The long-lasting ability to inhibit virus replication by the NHE1ΔW38 mutation remained a major concern. By cohousing susceptible and resistant chickens, we investigated the stability of resistance under selective pressure. In this setup, NHE1ΔW38 birds were continuously exposed to ALV-J virions, shed by susceptible NHE1W38 chickens. This may favor virus evolution and the emergence of viruses that may use alternative receptors or bind to the altered chNHE1 structure. However, no escape viruses were detected in NHE1ΔW38 chickens in our experiment, suggesting that the introduced conformational changes in the host cell receptor cannot be easily overcome. This is also supported by the fact that NHE1ΔW38 cells are resistant to distinct ALV-J subsets [14] and that the NHE1ΔW38 receptor variant is present in chukar partridge (Alectoris chukar), a widely distributed, ALV-J resistant wild bird [18].

Virus–host co-evolution continuously changes the conditions of virus–host interaction through sequences of random mutations [30]. Neither genome engineering, nor traditional control strategies can ensure a permanent antiviral barrier. However, inhibition of virus replication in a host population can significantly reduce the chance of viral adaption. Therefore, protective measures either preventing virus entry or inhibiting virus genome replication are particularly valuable. In this context, gene editing provides an important alternative to vaccination [31].

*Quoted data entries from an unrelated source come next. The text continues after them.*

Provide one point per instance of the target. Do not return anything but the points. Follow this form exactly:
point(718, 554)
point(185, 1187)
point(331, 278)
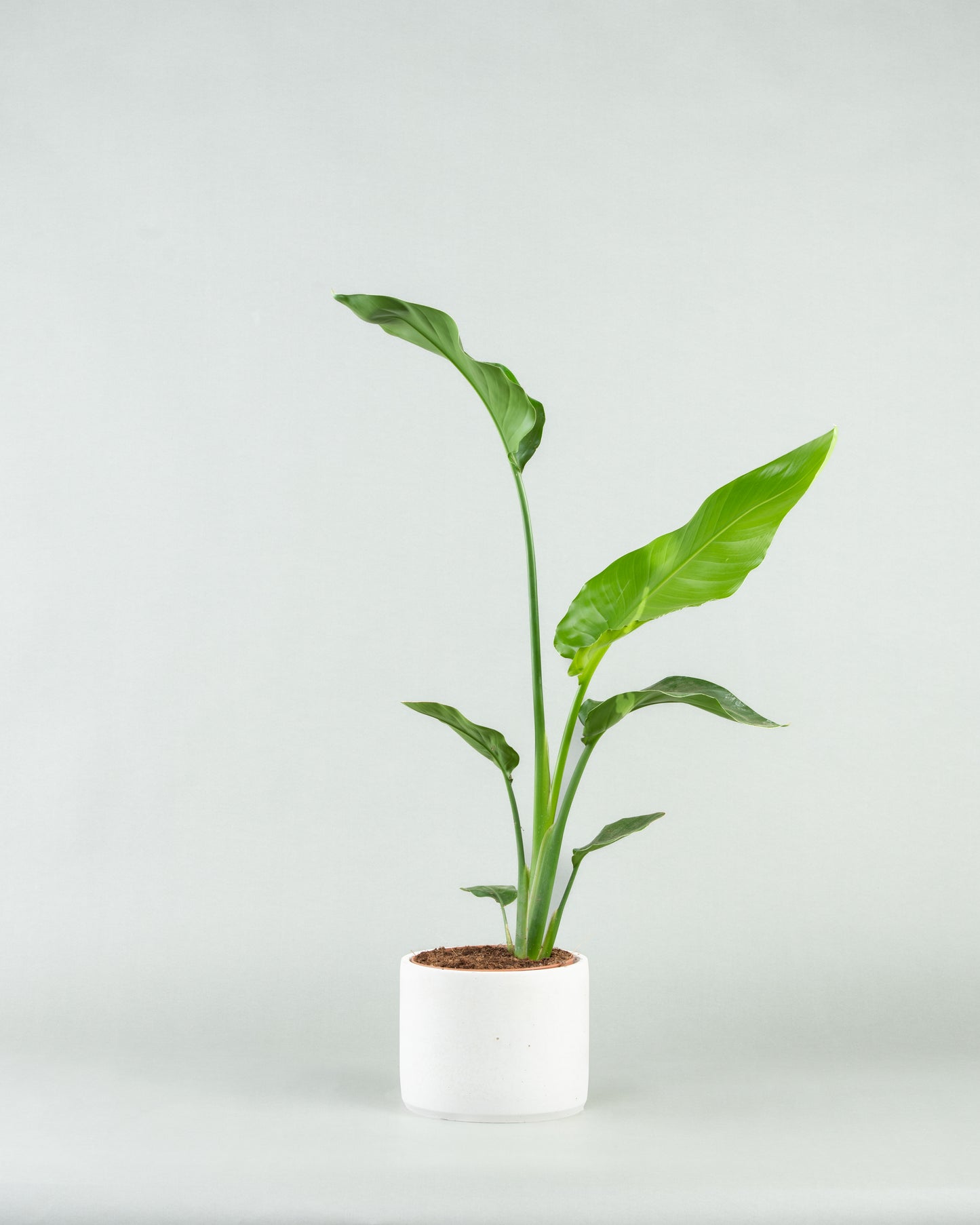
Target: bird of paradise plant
point(706, 559)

While targeted genome editing has been proven useful to study infectious diseases in chickens [32], our ALV-J resistant chickens can contribute to improved animal health worldwide and facilitate the alleviation of economic damage. The strategy is transferable to other chicken breeds as well as turkeys. Lastly, genetic engineering promotes the expansion of targeted analyses of virus–host interaction and can overcome limits of classical trait-selective breeding.